End-of-Mission press releases include statements of IMF staff teams that convey preliminary findings after a visit to a country. The views expressed in this statement are those of the IMF staff and do not necessarily represent the views of the IMF’s Executive Board. Based on the preliminary findings of this mission, staff will prepare a report that, subject to management approval, will be presented to the IMF's Executive Board for discussion and decision.
  • Pakistan’s growth momentum has continued to be favorable. We expect GDP growth at 5.6 percent this year, supported by improved security conditions, energy supply, infrastructure investment and agriculture.
  • Maintaining this positive trend will require strengthening the economy’s resilience with greater exchange rate flexibility, fiscal discipline, and an adequately tight monetary policy stance.
  • The recent move by the State Bank of Pakistan (SBP) to allow adjustment of the exchange rate is welcome, and continued exchange rate flexibility will be important in the period ahead.
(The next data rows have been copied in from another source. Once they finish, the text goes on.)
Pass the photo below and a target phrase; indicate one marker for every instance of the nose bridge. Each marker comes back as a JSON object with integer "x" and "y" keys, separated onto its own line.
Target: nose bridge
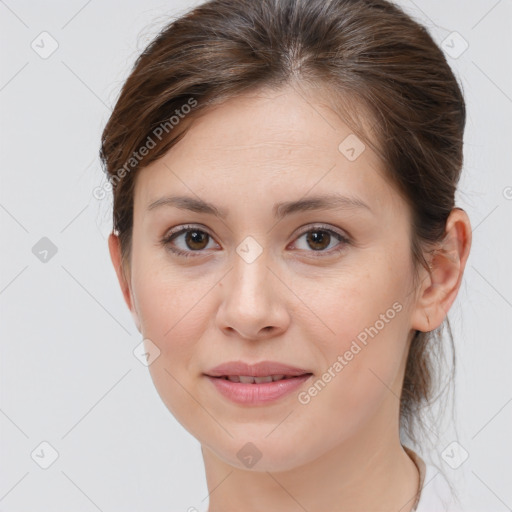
{"x": 250, "y": 277}
{"x": 252, "y": 302}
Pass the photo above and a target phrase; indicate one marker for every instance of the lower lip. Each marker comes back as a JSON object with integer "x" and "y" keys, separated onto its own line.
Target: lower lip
{"x": 253, "y": 394}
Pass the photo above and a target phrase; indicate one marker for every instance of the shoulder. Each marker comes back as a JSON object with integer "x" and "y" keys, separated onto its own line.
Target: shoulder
{"x": 436, "y": 495}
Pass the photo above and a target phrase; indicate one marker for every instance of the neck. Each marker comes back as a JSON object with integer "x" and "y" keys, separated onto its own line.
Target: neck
{"x": 370, "y": 472}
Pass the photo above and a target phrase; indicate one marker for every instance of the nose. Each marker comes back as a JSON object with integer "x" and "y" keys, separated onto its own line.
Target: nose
{"x": 254, "y": 301}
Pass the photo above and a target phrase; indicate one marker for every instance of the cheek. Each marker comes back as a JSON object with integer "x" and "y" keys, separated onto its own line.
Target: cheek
{"x": 368, "y": 315}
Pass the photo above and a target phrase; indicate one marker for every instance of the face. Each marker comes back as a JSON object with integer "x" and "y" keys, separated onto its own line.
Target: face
{"x": 325, "y": 289}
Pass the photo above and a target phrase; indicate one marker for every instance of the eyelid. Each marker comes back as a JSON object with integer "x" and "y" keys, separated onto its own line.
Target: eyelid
{"x": 344, "y": 238}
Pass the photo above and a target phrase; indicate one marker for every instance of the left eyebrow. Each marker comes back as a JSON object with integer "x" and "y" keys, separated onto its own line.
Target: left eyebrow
{"x": 280, "y": 210}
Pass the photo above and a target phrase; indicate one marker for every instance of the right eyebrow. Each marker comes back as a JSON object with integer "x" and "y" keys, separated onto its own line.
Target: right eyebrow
{"x": 280, "y": 210}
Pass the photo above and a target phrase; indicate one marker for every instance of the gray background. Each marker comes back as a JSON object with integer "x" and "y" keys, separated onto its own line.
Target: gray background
{"x": 68, "y": 374}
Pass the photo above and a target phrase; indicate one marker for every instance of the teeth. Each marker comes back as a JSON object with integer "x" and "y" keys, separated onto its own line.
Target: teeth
{"x": 246, "y": 379}
{"x": 259, "y": 380}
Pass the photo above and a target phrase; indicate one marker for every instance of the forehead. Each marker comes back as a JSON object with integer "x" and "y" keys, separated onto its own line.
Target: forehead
{"x": 267, "y": 143}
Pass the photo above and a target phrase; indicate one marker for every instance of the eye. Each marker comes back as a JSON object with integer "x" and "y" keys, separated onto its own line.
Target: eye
{"x": 321, "y": 238}
{"x": 192, "y": 238}
{"x": 195, "y": 240}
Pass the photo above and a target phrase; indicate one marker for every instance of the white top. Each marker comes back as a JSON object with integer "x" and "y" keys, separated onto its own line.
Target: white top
{"x": 436, "y": 495}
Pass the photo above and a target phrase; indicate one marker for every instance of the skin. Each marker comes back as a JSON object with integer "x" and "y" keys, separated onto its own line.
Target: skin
{"x": 341, "y": 451}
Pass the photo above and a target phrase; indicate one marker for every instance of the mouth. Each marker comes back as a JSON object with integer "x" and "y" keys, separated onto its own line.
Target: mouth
{"x": 247, "y": 379}
{"x": 256, "y": 384}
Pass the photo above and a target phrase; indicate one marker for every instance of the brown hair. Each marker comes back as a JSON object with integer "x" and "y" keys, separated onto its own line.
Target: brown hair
{"x": 369, "y": 54}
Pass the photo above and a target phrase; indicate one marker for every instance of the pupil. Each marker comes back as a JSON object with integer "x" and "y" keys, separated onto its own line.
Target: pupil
{"x": 195, "y": 237}
{"x": 316, "y": 237}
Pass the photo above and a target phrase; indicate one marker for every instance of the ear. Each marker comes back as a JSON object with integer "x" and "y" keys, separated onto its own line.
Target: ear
{"x": 440, "y": 286}
{"x": 114, "y": 246}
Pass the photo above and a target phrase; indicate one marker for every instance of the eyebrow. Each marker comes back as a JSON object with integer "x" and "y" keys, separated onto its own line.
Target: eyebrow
{"x": 280, "y": 210}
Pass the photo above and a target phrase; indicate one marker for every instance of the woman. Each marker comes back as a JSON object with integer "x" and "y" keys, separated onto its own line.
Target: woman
{"x": 286, "y": 239}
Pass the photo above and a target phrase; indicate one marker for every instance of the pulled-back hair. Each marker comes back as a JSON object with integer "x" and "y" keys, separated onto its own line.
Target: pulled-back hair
{"x": 370, "y": 59}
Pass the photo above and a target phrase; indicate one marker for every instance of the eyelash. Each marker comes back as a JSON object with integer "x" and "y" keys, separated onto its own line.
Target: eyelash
{"x": 168, "y": 238}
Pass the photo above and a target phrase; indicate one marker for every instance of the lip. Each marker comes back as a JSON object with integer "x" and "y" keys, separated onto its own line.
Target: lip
{"x": 261, "y": 369}
{"x": 256, "y": 394}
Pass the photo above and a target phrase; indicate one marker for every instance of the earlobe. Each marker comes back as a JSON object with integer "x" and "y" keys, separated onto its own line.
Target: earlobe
{"x": 441, "y": 284}
{"x": 114, "y": 246}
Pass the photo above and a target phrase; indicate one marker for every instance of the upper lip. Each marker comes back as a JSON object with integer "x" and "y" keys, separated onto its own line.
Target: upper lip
{"x": 261, "y": 369}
An International Monetary Fund (IMF) staff mission, led by Harald Finger, visited Islamabad during December 5-14, 2017 to conduct discussions on the first post-program monitoring discussions since the end of Pakistan’s Extended Fund Arrangement (EFF) in September 2016. At the conclusion of the mission, Mr. Finger issued the following statement:

“It has been a great pleasure for the mission to visit Pakistan and hold productive discussions in Islamabad for the first time in four years, which is reflective of the improved security situation in the country. The mission met with the Pakistan’s economic team, representatives of the business community, and academics. The mission would like to thank the authorities for their hospitality and constructive dialogue.
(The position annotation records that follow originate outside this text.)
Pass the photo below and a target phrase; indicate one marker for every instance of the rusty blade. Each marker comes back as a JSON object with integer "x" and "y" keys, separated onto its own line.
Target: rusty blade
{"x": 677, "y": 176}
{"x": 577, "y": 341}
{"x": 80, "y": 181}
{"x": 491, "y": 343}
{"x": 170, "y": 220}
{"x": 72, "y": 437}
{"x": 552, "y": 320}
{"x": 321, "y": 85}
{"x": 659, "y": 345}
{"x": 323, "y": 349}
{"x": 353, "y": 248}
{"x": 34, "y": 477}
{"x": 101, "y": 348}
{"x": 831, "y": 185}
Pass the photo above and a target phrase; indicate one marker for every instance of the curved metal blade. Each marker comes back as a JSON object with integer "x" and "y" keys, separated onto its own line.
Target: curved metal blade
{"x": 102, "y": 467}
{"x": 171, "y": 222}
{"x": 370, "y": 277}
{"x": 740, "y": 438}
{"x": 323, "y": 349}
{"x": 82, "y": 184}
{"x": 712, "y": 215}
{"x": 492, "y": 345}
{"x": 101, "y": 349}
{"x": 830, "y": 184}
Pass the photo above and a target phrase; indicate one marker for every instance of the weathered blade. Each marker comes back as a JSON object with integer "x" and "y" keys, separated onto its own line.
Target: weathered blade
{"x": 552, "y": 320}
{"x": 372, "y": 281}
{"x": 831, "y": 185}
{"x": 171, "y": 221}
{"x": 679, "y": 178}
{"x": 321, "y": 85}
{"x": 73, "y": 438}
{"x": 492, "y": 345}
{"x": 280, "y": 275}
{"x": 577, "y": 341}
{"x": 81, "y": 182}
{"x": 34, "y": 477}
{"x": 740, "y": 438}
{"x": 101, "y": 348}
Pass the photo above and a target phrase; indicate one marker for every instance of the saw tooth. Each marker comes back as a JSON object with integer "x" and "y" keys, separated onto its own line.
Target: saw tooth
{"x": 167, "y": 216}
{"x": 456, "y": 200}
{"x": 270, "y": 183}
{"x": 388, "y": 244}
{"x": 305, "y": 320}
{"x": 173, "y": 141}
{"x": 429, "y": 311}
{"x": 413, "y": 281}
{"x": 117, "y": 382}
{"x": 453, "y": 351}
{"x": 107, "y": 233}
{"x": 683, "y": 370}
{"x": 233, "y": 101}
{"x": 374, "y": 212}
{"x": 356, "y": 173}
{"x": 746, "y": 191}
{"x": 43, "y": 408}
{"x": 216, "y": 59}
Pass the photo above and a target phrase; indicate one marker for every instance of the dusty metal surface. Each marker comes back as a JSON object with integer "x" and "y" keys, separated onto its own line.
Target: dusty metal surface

“Strengthening the economy’s resilience will be important to maintain Pakistan’s favorable growth momentum and ensure sustainable private investment and job creation in the medium term. While economic growth has been accelerating and inflation remains subdued, Pakistan is facing important near-term economic challenges. Surging imports have led to a decline in international reserves despite higher external financing. The increase in the fiscal deficit last year has added to these trends. Intercompany arrears in the power sector continue to accumulate and need to be addressed decisively. While the authorities have taken steps to address these challenges, greater efforts are required to prevent a further build-up of vulnerabilities and preserve Pakistan’s hard-won macroeconomic stability.

“In this context, the move by the State Bank of Pakistan (SBP) to allow adjustment of the exchange rate in recent days is welcome. Continued exchange rate flexibility in the period ahead will be important to facilitate external adjustment in support of exports and economic growth. Alongside, fiscal discipline and an adequately tight monetary policy stance are needed to reverse the widening of external imbalances.
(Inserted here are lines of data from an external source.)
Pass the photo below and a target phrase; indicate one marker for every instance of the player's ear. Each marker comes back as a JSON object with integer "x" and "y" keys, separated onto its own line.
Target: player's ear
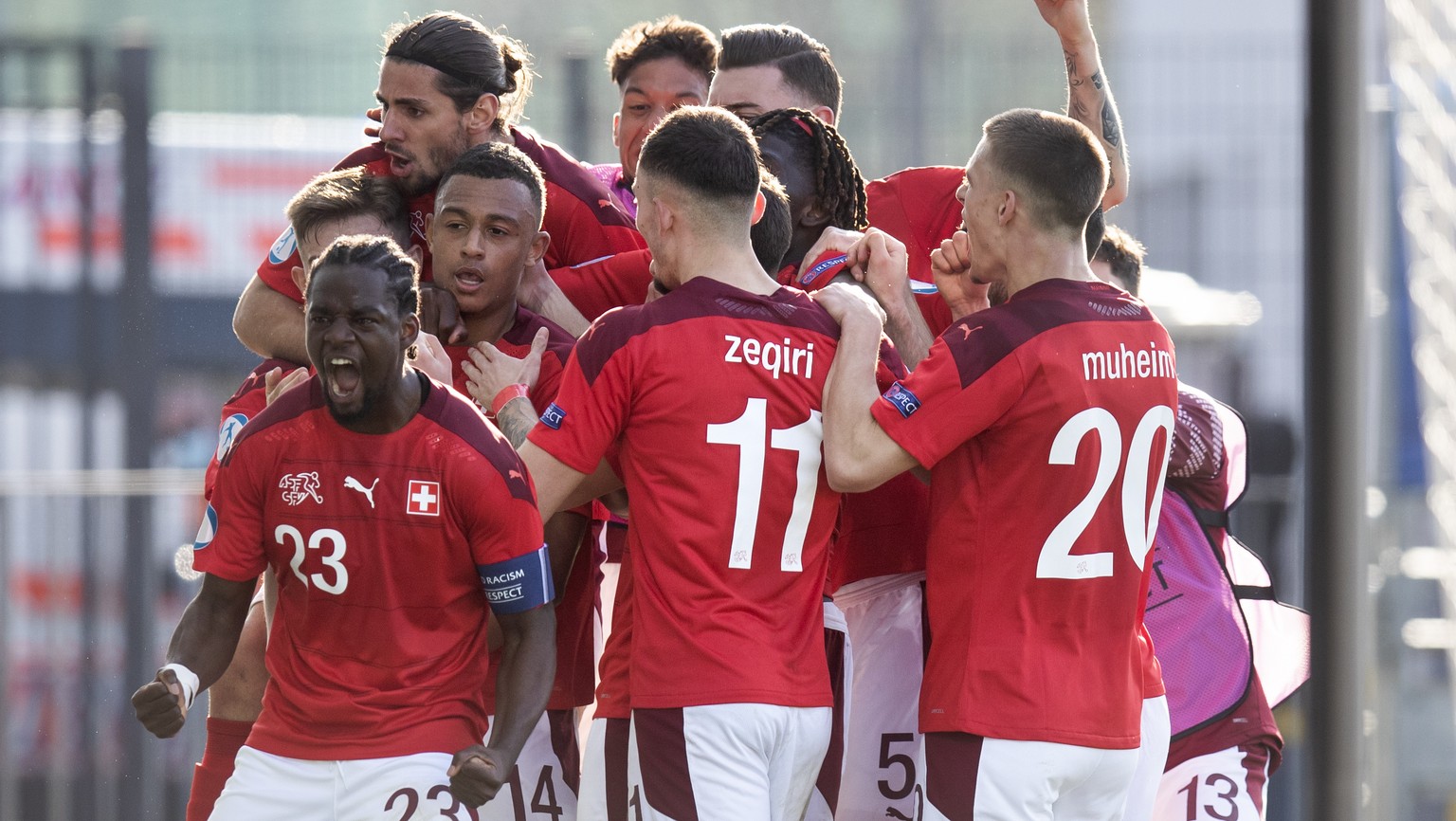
{"x": 481, "y": 119}
{"x": 408, "y": 329}
{"x": 1008, "y": 207}
{"x": 815, "y": 216}
{"x": 539, "y": 244}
“A strong reform effort is needed to maintain external stability, ensure debt sustainability, and support higher and more inclusive growth in the medium term. This includes pursuing medium-term fiscal consolidation driven by accelerated efforts to broaden the tax base, strengthening the monetary policy framework and autonomy of the SBP, careful phasing in of new external liabilities to contain external stability risks, eliminating the losses of public sector enterprises, improving the business climate, and continued strengthening of the financial sector. In parallel, continuing to strengthen mechanisms for protecting the most vulnerable will be critical to support inclusive growth. In this context, continued expansion of the Benazir Income Support Program will be important.”